Hello all. Great forum, learning lots! Gaggia Baby Class owner, soon to be Rocket R58 v2!!


----------



## The Systemic Kid (Nov 23, 2012)

Welcome to the forum. Love your 'modest' upgrade route


----------



## The Systemic Kid (Nov 23, 2012)

What grinder are you going to partner the R58?


----------



## simcafe (Jun 15, 2015)

Not sure yet... i'm looking at the Mazzer-e. Would really like the Rocket Limited edition to go with the Rocket, but they seem to be sold out where ever i look. Any recommendations on a grinder to pair with the rocket then let me know.

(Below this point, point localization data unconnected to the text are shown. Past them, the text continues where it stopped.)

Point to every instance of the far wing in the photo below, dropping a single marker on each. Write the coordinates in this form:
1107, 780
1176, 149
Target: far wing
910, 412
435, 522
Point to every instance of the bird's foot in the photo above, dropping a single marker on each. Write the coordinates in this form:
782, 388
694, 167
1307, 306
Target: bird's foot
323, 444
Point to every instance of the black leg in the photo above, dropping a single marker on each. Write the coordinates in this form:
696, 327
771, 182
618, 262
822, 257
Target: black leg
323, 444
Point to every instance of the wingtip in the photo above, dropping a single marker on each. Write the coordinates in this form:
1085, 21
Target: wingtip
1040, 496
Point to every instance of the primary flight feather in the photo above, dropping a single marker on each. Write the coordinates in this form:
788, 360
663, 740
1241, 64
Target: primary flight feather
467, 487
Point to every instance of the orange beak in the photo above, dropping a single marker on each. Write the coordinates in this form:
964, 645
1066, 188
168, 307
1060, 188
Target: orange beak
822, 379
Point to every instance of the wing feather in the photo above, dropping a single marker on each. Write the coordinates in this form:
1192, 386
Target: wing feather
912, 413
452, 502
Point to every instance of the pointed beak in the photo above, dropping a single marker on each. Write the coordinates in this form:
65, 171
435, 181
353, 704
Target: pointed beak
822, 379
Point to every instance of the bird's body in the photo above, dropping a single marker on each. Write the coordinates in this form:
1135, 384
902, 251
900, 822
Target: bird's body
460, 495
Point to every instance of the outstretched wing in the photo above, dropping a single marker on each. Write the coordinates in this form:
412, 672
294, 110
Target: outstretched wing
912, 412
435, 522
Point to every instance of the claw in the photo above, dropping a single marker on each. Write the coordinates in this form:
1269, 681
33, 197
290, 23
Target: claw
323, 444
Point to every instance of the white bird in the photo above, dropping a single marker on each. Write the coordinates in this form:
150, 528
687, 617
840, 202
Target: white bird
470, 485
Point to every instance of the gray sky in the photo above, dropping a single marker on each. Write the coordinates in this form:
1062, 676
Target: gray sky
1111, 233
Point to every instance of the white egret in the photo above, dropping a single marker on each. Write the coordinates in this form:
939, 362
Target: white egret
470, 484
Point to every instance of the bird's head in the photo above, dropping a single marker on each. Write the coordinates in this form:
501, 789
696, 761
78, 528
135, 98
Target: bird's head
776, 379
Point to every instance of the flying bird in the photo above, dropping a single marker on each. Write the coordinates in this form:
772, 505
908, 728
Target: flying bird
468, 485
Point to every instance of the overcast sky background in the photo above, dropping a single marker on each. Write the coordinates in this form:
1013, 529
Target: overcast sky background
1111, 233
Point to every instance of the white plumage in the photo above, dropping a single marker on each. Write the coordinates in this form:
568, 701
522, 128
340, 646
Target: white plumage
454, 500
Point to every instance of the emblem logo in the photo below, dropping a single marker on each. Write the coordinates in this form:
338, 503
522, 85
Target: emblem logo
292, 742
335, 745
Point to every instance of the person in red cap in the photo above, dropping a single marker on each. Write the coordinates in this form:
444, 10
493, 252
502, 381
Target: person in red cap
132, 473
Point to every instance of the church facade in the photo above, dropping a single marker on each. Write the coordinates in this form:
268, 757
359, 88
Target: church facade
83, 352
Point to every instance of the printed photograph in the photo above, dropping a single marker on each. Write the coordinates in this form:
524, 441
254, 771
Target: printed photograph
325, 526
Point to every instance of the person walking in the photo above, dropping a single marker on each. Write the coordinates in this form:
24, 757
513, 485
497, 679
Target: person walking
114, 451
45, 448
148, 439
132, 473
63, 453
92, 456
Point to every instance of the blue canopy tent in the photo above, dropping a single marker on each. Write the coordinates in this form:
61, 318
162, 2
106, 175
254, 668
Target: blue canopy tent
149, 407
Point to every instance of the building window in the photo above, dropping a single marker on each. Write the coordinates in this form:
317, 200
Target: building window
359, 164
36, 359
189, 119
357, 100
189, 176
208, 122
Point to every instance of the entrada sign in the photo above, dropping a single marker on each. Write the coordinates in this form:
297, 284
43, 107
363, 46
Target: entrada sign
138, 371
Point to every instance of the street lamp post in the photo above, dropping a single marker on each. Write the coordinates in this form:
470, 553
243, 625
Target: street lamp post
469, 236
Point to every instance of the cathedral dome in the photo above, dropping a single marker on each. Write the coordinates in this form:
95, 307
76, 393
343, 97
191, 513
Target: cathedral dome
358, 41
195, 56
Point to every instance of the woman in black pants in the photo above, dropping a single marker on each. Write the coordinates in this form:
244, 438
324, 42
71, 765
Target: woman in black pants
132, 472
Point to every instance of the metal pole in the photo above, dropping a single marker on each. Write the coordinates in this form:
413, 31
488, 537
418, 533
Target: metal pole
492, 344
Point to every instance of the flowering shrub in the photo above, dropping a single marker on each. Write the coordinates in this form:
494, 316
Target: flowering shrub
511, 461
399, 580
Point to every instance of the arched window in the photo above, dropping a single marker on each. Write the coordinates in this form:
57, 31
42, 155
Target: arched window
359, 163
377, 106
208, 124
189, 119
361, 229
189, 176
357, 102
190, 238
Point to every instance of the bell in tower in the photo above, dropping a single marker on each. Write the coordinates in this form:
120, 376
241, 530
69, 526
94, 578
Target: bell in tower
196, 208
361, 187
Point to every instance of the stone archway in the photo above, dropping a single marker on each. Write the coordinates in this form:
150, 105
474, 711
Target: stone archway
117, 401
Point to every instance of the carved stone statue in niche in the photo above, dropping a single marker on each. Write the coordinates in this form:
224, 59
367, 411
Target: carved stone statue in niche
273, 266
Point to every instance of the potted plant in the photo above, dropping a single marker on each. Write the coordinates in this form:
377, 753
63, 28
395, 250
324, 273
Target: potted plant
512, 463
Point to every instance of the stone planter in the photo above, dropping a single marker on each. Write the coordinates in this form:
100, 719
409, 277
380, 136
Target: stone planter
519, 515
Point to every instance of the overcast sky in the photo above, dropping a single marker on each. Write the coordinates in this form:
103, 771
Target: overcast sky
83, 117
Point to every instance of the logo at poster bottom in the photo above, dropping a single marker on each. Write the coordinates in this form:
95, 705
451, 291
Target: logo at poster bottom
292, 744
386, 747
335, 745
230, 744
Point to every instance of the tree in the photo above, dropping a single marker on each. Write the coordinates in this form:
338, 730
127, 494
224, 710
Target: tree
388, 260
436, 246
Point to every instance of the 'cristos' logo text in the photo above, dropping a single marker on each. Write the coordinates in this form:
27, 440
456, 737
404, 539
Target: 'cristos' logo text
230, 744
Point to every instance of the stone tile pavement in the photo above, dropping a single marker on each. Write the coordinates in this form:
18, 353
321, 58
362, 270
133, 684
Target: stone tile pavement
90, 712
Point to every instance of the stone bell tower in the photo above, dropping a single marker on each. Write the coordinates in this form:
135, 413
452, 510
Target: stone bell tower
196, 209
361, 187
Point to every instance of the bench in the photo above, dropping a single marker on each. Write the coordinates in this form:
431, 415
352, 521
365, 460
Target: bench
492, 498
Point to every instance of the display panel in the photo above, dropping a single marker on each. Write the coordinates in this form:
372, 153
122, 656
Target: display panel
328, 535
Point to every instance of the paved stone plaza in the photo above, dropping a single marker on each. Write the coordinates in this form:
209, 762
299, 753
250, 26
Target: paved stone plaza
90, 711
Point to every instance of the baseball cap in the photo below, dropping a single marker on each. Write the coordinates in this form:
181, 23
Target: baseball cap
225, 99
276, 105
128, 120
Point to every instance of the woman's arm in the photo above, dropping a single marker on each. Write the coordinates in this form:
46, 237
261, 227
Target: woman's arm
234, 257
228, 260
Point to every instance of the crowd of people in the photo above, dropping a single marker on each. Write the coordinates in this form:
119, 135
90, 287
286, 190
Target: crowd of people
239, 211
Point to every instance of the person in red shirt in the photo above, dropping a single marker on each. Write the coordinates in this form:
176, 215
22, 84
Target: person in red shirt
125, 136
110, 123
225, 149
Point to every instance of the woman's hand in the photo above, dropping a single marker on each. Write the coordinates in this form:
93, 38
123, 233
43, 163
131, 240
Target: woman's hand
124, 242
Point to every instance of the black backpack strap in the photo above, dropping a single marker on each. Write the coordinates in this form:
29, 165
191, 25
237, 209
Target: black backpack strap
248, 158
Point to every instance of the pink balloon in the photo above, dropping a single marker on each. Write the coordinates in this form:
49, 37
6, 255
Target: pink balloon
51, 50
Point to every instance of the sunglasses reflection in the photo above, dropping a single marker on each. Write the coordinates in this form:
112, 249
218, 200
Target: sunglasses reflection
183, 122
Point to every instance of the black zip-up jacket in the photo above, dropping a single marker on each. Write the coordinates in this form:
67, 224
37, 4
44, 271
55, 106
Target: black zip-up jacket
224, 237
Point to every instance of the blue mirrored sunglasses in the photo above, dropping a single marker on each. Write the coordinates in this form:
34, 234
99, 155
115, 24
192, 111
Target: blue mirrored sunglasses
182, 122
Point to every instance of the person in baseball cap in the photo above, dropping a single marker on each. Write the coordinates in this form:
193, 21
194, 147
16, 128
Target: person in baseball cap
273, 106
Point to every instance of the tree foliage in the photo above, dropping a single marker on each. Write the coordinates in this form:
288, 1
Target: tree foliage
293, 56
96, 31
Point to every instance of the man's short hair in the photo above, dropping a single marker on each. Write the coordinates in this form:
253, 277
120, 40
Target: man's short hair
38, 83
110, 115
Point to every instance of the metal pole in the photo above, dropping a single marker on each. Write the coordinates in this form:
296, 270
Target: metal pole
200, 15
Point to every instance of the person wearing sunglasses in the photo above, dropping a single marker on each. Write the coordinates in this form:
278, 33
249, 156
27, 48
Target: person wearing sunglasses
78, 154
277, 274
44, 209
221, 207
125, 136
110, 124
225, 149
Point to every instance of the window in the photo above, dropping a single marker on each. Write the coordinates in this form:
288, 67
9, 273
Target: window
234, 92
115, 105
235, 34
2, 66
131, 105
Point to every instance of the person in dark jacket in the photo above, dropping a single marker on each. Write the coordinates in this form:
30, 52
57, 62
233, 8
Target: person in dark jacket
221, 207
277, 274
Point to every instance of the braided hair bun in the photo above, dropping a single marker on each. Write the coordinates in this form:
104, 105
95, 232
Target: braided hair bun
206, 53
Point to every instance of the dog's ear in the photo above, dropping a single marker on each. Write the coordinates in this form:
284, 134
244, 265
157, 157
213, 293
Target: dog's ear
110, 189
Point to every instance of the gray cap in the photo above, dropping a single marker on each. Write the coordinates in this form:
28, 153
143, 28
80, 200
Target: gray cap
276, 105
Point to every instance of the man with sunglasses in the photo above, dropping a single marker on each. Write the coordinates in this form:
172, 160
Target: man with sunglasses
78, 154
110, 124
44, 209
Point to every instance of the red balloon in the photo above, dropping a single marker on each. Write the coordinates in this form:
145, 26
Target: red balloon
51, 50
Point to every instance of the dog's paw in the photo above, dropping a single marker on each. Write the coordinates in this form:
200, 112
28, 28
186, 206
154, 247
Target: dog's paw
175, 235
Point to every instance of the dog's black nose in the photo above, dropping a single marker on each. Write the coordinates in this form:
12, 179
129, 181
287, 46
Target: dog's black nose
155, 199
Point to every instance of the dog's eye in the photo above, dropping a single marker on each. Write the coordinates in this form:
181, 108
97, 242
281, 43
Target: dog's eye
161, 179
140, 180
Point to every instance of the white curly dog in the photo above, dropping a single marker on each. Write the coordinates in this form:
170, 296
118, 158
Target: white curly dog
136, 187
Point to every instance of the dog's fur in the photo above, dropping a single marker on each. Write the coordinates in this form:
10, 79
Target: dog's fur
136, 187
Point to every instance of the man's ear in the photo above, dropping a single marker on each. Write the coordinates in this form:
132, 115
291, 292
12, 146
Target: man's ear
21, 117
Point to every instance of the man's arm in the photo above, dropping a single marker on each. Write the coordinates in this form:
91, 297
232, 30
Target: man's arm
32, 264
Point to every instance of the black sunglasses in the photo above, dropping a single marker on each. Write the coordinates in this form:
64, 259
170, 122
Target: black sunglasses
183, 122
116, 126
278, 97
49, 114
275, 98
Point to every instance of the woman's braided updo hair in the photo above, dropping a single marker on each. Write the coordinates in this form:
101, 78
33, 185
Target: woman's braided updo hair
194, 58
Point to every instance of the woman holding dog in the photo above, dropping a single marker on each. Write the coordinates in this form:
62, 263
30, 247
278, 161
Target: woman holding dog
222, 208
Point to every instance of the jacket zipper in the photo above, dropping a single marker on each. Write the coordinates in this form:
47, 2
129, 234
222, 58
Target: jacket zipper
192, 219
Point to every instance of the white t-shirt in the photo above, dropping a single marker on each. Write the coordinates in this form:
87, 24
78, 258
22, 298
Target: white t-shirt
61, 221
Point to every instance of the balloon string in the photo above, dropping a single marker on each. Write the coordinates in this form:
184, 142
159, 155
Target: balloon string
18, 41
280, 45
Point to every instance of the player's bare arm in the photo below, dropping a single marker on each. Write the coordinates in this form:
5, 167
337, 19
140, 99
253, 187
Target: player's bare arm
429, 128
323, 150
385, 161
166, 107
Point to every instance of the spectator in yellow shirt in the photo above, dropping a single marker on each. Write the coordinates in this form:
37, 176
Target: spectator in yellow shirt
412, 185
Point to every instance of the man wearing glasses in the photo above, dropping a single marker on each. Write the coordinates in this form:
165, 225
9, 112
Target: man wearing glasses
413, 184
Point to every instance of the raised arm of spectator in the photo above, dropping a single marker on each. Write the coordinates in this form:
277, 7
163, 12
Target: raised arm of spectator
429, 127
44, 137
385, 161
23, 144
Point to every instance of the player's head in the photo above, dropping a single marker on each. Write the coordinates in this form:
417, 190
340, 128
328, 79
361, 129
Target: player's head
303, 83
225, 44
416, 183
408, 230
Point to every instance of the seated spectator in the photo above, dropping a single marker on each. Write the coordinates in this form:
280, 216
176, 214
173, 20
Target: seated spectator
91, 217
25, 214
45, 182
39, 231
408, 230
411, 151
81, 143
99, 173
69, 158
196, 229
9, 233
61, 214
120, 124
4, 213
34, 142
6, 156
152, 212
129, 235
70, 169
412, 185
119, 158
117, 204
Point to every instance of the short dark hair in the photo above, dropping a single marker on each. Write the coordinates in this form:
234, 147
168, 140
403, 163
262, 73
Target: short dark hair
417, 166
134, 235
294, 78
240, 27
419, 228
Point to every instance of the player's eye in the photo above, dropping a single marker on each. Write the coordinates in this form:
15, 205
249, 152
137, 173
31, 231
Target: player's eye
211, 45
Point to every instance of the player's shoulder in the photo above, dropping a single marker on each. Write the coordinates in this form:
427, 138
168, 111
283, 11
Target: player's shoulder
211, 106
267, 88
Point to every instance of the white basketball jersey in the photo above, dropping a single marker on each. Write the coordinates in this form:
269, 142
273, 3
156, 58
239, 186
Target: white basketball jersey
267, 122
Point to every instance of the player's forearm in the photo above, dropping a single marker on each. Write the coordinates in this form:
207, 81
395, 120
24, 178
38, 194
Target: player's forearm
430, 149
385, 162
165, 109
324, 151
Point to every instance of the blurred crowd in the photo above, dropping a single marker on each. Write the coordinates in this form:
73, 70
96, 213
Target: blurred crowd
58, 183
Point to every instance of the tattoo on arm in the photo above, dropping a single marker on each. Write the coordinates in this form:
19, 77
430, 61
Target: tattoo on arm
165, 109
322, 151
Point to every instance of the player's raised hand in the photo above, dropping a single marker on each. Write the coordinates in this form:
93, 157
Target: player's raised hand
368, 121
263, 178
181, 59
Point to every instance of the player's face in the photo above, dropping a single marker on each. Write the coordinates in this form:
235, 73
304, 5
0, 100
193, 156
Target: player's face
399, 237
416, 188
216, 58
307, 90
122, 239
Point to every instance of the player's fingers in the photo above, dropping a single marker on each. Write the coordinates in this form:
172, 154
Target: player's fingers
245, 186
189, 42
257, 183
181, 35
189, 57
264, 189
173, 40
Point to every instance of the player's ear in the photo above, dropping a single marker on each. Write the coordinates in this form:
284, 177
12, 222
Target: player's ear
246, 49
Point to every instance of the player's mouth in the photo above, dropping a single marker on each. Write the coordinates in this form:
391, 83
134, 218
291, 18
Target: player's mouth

It is "modest" but while the wife is onboard with a purchase of such then i might as well do it like this


----------



## Mrboots2u (May 10, 2013)

simcafe said:


> Not sure yet... i'm looking at the Mazzer-e. Would really like the Rocket Limited edition to go with the Rocket, but they seem to be sold out where ever i look. Any recommendations on a grinder to pair with the rocket then let me know.
> 
> It is "modest" but while the wife is onboard with a purchase of such then i might as well do it like this


Rocket Mazzer's are shiny , but you could spend that cash on a really good grinder without the branding ....£700 would go along way , especially if wanna go second hand


----------



## simcafe (Jun 15, 2015)

Mrboots2u said:


> Rocket Mazzer's are shiny , but you could spend that cash on a really good grinder without the branding ....£700 would go along way , especially if wanna go second hand


Good point... I suppose the shiny rocket is all the bling I need in the kitchen and should go for a more practical grinder. It's got me thinking though. I'm super local to bella barista so will get some advice from them as well.

really not too bothered whether it's second hand or not, as with the R58 too.


----------



## simcafe (Jun 15, 2015)

All done and bought.. just posted in the 'show set-up' section. Got some really good advice about the grinders and it just came down to the types of coffees i brew and the number of. At a later date i'll look into a Mazer-e or similar.


----------